Montejano y sus compañeros rechazaron el ofrecimiento de asilo del gobierno de Moscú y reclamaron su vuelta a España o algún país de América. La URSS no aceptó el regreso de este grupo de alumnos a la España de Franco (declarado enemigo de Moscú) e intentó por múltiples vías que los jóvenes españoles reconsiderasen su postura (soportando incluso que intentaran acceder a la Embajada de Alemania en Moscú) hasta que la invasión alemana de junio de 1941 produjo un cambio radical de actitud en los soviéticos.

Los españoles fueron encarcelados e iniciaron un doloroso peregrinaje por los diversos campos de trabajo del Gulag soviético hasta que, merced a la presión de grupos políticos españoles exiliados en el sur de Francia y a la Cruz Roja francesa, volvieron a España en un viaje no menos paradójico: regresaron a su tierra natal a bordo del Semíramis, el mismo buque que repatriaba a los prisioneros españoles de la División Azul enviada por Franco a combatir contra la URSS.



Pues muchas gracias de nuevo a Carlos por su cumplida e ilustrativa crónica y desde aquí ofrecer el blog para cualquier iniciativa que sirva para dar a conocer nuestra historia.


2 comentarios:

luis montejano dijo...

El pasado 10 de Febrero falleció mi padre, Vicente Montejano.

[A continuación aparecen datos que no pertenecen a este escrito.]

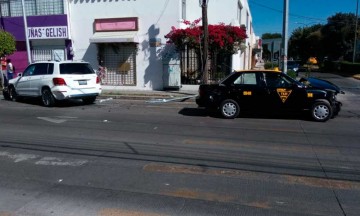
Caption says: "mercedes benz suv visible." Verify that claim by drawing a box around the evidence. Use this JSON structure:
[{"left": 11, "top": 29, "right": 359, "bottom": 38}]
[{"left": 3, "top": 61, "right": 101, "bottom": 107}]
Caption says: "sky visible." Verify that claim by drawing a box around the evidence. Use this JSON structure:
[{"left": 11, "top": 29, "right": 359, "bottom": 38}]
[{"left": 248, "top": 0, "right": 360, "bottom": 37}]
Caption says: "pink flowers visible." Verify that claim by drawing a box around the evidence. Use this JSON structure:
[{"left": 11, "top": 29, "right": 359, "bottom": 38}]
[{"left": 165, "top": 18, "right": 247, "bottom": 53}]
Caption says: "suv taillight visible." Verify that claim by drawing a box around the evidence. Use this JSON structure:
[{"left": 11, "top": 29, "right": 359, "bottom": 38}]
[{"left": 53, "top": 78, "right": 66, "bottom": 85}]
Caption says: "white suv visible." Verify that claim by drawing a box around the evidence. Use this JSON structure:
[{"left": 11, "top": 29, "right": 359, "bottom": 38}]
[{"left": 3, "top": 61, "right": 101, "bottom": 107}]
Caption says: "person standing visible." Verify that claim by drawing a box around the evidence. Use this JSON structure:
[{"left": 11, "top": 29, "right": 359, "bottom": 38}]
[{"left": 6, "top": 59, "right": 14, "bottom": 80}]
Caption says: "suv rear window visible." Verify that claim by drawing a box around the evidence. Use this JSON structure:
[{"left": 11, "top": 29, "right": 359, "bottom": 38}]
[{"left": 60, "top": 63, "right": 95, "bottom": 74}]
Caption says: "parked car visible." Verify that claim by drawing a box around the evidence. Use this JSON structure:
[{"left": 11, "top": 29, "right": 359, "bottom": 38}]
[
  {"left": 287, "top": 60, "right": 300, "bottom": 76},
  {"left": 3, "top": 61, "right": 101, "bottom": 107},
  {"left": 196, "top": 70, "right": 342, "bottom": 122}
]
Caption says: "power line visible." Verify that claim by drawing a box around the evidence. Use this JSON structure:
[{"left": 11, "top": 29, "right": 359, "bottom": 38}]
[{"left": 249, "top": 0, "right": 326, "bottom": 22}]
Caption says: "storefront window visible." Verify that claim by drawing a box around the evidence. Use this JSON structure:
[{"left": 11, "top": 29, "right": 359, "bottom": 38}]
[{"left": 0, "top": 0, "right": 64, "bottom": 17}]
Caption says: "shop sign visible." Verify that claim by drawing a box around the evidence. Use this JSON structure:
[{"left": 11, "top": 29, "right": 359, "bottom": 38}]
[{"left": 28, "top": 26, "right": 69, "bottom": 39}]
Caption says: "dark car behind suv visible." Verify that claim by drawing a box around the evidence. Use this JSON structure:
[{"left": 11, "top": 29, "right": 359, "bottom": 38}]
[{"left": 196, "top": 70, "right": 341, "bottom": 122}]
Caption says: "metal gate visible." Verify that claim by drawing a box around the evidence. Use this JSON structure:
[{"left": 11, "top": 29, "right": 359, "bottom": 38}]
[{"left": 99, "top": 43, "right": 137, "bottom": 86}]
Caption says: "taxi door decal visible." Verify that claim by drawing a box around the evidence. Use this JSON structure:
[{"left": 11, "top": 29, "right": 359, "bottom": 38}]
[
  {"left": 243, "top": 91, "right": 252, "bottom": 96},
  {"left": 276, "top": 88, "right": 292, "bottom": 103}
]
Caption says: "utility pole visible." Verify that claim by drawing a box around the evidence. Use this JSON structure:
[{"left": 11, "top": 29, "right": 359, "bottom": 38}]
[
  {"left": 282, "top": 0, "right": 289, "bottom": 73},
  {"left": 353, "top": 0, "right": 359, "bottom": 63},
  {"left": 199, "top": 0, "right": 209, "bottom": 83},
  {"left": 21, "top": 0, "right": 31, "bottom": 63}
]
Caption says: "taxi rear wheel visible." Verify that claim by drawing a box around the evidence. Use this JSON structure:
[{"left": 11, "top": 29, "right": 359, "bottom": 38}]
[
  {"left": 220, "top": 99, "right": 240, "bottom": 119},
  {"left": 311, "top": 101, "right": 333, "bottom": 122}
]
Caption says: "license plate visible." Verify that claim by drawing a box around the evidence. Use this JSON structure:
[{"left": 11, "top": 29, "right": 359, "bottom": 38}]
[{"left": 79, "top": 80, "right": 87, "bottom": 85}]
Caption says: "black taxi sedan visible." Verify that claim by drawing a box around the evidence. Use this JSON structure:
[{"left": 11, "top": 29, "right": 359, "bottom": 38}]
[{"left": 196, "top": 70, "right": 341, "bottom": 122}]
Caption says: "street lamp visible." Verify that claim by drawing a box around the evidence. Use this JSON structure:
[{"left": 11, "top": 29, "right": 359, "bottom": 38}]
[
  {"left": 199, "top": 0, "right": 209, "bottom": 83},
  {"left": 353, "top": 0, "right": 359, "bottom": 63}
]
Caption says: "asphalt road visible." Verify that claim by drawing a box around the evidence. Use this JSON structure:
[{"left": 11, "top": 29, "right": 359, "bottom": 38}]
[{"left": 0, "top": 73, "right": 360, "bottom": 216}]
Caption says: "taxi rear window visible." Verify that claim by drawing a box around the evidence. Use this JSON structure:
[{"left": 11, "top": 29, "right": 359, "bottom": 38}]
[{"left": 234, "top": 73, "right": 257, "bottom": 85}]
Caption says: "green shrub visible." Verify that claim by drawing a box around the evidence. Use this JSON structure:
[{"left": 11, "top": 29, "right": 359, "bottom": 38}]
[
  {"left": 286, "top": 70, "right": 296, "bottom": 79},
  {"left": 0, "top": 30, "right": 16, "bottom": 57}
]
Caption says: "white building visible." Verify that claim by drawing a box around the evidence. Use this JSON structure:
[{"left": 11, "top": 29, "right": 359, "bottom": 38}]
[{"left": 67, "top": 0, "right": 257, "bottom": 90}]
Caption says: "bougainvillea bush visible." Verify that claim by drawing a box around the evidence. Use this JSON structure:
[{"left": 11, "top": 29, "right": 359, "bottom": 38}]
[{"left": 165, "top": 19, "right": 247, "bottom": 54}]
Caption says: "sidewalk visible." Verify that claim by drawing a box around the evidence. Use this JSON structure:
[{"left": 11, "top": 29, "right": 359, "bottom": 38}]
[{"left": 99, "top": 89, "right": 198, "bottom": 101}]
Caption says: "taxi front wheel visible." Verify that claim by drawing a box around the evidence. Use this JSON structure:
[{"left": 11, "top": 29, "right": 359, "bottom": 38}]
[
  {"left": 311, "top": 101, "right": 333, "bottom": 122},
  {"left": 220, "top": 99, "right": 240, "bottom": 119}
]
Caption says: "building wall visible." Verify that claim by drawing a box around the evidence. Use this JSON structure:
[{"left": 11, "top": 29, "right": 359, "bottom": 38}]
[
  {"left": 1, "top": 15, "right": 68, "bottom": 73},
  {"left": 69, "top": 0, "right": 181, "bottom": 89},
  {"left": 1, "top": 0, "right": 255, "bottom": 90}
]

Hasta los últimos días he estado leyendole las entradas que, como esta, han ido apareciendo en diferentes blogs, y hasta los últimos días él ha sido feliz disfrutando de saber cómo, al fin y muchos años después, sus terribles avatares y los de sus camaradas han sido rescatados del fondo del baúl de la Historia para que la sociedad los conozca y, en algunos casos, los reconozca.
¡Muchas gracias por haber contribuido a esa felicidad!

Jesús Hernández dijo...

Muchas gracias, Luis, por tener el gesto de compartir esa sentida pérdida con nosotros.

Me alegra mucho de que, en sus últimos días, él haya podido sentirse satisfecho de que su vida ha dejado una huella que no se va a olvidar, sino que va a perdurar.

Te acompañamos en el sentimiento, un abrazo.